Estradiol wird im weiblichen Körper kontinuierlich von der Pubertät bis zum Beginn der Menopause produziert. Dieses Hormon ist besonders wichtig für die Gesundheit der Frau, da es für den Menstruationszyklus und die Empfängnis verantwortlich ist. Insgesamt führt es etwa 400 verschiedene Funktionen im Körper einer Frau aus. Daher ist es keine Übertreibung, diese Substanz als Juwel zu bezeichnen. Mit dem Verlust von Östradiol, der normalerweise nach 50 Jahren auftritt, verliert das Aussehen einer Frau weibliche Zeichen und erwirbt allmählich Männer.

Das Hormon Estron wird nach dem Einsetzen der Menopause produziert, seine Funktion ist es, Östradiol bei älteren Frauen zu ersetzen und Gesundheitsverlust zu verhindern.

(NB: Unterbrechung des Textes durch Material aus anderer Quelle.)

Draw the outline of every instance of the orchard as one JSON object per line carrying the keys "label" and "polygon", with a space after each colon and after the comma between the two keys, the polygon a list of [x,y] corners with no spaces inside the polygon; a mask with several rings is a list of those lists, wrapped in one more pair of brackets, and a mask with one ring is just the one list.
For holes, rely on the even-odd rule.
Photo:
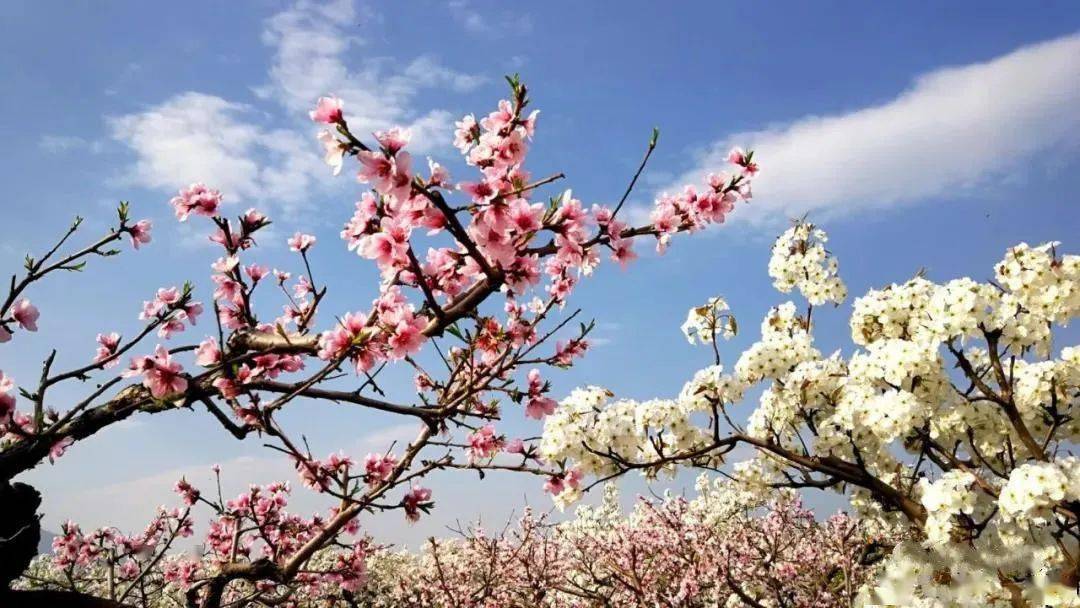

Weniger als andere in diesem Trio studierte Östriol. Es ist nur bekannt, dass es für den normalen Verlauf der Schwangerschaft erforderlich ist, es ist in der Plazenta gefunden.

Das Hauptöstrogen - Estradiol wird in der follikulären Einheit der Eierstöcke und die anderen beiden Hormone in der Leber produziert. Bei beiden Geschlechtern werden Östrogene im Fettgewebe, im Gehirn und im Knochengewebe gebildet. Außerdem wird eine geringe Menge an Östrogen in den Hoden von Männern produziert.

Führende Östrogenfunktionen

Mit der ganzen Vielfalt der nützlichen Eigenschaften von Östrogen, die oben erwähnt wurde, können wir die wichtigsten unterscheiden:

  • Entwicklung der weiblichen Genitalverstümmelung;
  • Regelmäßigkeit der Perioden;
  • Fett- und Kohlenhydratstoffwechsel;
  • Erhaltung der Hautschönheit;
  • erhöhte Thyroxinspiegel;
  • Beteiligung am Aufbau von Knochengewebe;
  • die Anhäufung von Eisen und Kupfer im Körper;
  • verbesserte Blutgerinnung.

Darüber hinaus erhöhen diese wertvollen Substanzen die Elastizität der Blutgefäße und schützen so Frauen vor Herzkrankheiten.

Dies ist das schreckliche Wort "Menopause". Was bedroht eine Frau mit einem Östrogenmangel

Östrogenmangel ist eine direkte Folge der Menopause, der natürlichen Alterung der Geschlechtsdrüsen. Und deshalb ist es notwendig, dieses Phänomen vernünftig zu behandeln, ohne übermäßige Dramatisierung. Das Wort "Menopause" selbst kam aus Griechenland, wo die Treppen ursprünglich so genannt wurden, was sehr symbolisch ist. Diese schwierige Zeit im Leben der schönen Hälfte kann als wichtiger Schritt bezeichnet werden, ein weiterer Test.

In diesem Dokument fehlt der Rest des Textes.